Tribunal Administratif de Toulouse — Décision N° TA31-2506218

mercredi 25 février 2026

JuridictionTribunal Administratif de Toulouse
SectionTribunal Administratif de Toulouse
N° DossierTA31-2506218
TypeDécision
RecoursExcès de pouvoir
PublicationC
Formation7ème Chambre
Avocat requérantDIAKITE

Résumé IA

Le Tribunal Administratif de Toulouse, statuant en formation collégiale, a rejeté les requêtes de Mme B... et M. C... tendant à l'annulation des arrêtés du 21 août 2025 par lesquels le préfet de Tarn-et-Garonne les avait assignés à résidence pour six mois. Le tribunal a jugé que ces arrêtés étaient suffisamment motivés, qu'ils ne portaient pas une atteinte disproportionnée à la liberté d'aller et venir des requérants, et que l'obligation de se présenter trois fois par semaine à la gendarmerie de Montech était adaptée, nécessaire et proportionnée.
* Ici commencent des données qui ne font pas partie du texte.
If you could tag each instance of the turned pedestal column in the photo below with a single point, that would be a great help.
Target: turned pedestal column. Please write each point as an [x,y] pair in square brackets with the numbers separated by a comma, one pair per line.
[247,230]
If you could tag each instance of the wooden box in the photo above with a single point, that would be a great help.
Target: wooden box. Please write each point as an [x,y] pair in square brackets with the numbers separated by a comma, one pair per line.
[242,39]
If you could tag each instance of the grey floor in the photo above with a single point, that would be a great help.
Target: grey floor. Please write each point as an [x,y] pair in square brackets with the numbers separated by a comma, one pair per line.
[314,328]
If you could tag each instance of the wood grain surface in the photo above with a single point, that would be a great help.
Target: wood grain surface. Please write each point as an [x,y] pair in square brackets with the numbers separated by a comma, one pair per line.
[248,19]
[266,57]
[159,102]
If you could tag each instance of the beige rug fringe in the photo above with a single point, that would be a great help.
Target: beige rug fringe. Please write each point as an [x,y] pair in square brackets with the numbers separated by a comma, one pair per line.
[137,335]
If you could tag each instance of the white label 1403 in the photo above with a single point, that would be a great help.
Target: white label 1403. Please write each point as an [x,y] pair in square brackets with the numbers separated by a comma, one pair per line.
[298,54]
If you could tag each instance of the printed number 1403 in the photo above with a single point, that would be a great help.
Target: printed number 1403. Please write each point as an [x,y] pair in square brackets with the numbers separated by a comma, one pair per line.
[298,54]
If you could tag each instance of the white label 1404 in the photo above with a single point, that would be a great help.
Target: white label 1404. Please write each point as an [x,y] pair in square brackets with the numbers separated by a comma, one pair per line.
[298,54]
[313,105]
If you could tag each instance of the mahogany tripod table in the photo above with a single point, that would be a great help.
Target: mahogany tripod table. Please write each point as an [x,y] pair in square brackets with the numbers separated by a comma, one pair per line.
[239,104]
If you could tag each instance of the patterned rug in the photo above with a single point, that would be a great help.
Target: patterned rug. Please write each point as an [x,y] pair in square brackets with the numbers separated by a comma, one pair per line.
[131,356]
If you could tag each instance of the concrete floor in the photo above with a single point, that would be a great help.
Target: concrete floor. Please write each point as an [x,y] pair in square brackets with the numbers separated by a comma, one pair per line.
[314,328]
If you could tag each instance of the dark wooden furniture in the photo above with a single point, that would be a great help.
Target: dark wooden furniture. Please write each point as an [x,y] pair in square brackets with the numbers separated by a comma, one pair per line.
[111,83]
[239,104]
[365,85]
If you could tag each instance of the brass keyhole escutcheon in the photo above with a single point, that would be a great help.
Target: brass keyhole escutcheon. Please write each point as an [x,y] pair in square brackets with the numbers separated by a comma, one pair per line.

La solution retenue s'appuie sur les dispositions du code de l'entrée et du séjour des étrangers et du droit d'asile, notamment son article L. 731-3, et n'a pas méconnu les stipulations des articles 8 de la Convention européenne des droits de l'homme et 3-1 de la Convention internationale des droits de l'enfant.

Texte intégral

Vu les procédures suivantes :


Par une requête enregistrée le 30 août 2025 sous le n° 2506217, Mme A... B..., représentée par Me Diakite, demande au tribunal :

1) de l’admettre au bénéfice de l’aide juridictionnelle à titre provisoire ;

2) d’annuler l’arrêté du 21 août 2025 par lequel le préfet de Tarn-et-Garonne l’a assignée à résidence pour une durée de six mois ou, à tout le moins, annuler cet arrêté en tant qu’il l’oblige à se présenter trois fois par semaine à la gendarmerie de Montech ;

3) de mettre à la charge de l’État les entiers dépens du procès et le versement d’une somme de 1 500 euros à son conseil en application de l’article L. 761-1 du code de justice administrative et de l’article 37 de la loi du 10 juillet 1991 ou, dans l'hypothèse où il ne serait pas admis définitivement au bénéfice de l'aide juridictionnelle, de mettre à la charge de l'État cette même somme sur le seul fondement de l'article L. 761-1 du code de justice administrative.








Elle soutient que :

- l’arrêté est entaché d'une insuffisance de motivation ;
- il porte une atteinte injustifiée à sa liberté d’aller et venir dès lors qu’aucun élément de sa situation ne justifie des mesures de surveillance particulière ;
- il est entaché d’une erreur de droit et d’une erreur manifeste d’appréciation au regard des stipulations des articles 8 de la convention européenne de sauvegarde des droits de l’homme et des libertés fondamentales et 3-1 de la convention internationale relative aux droits de l'enfant dès lors qu’il l’oblige à aller pointer dans une autre ville que celle dans laquelle elle réside effectivement.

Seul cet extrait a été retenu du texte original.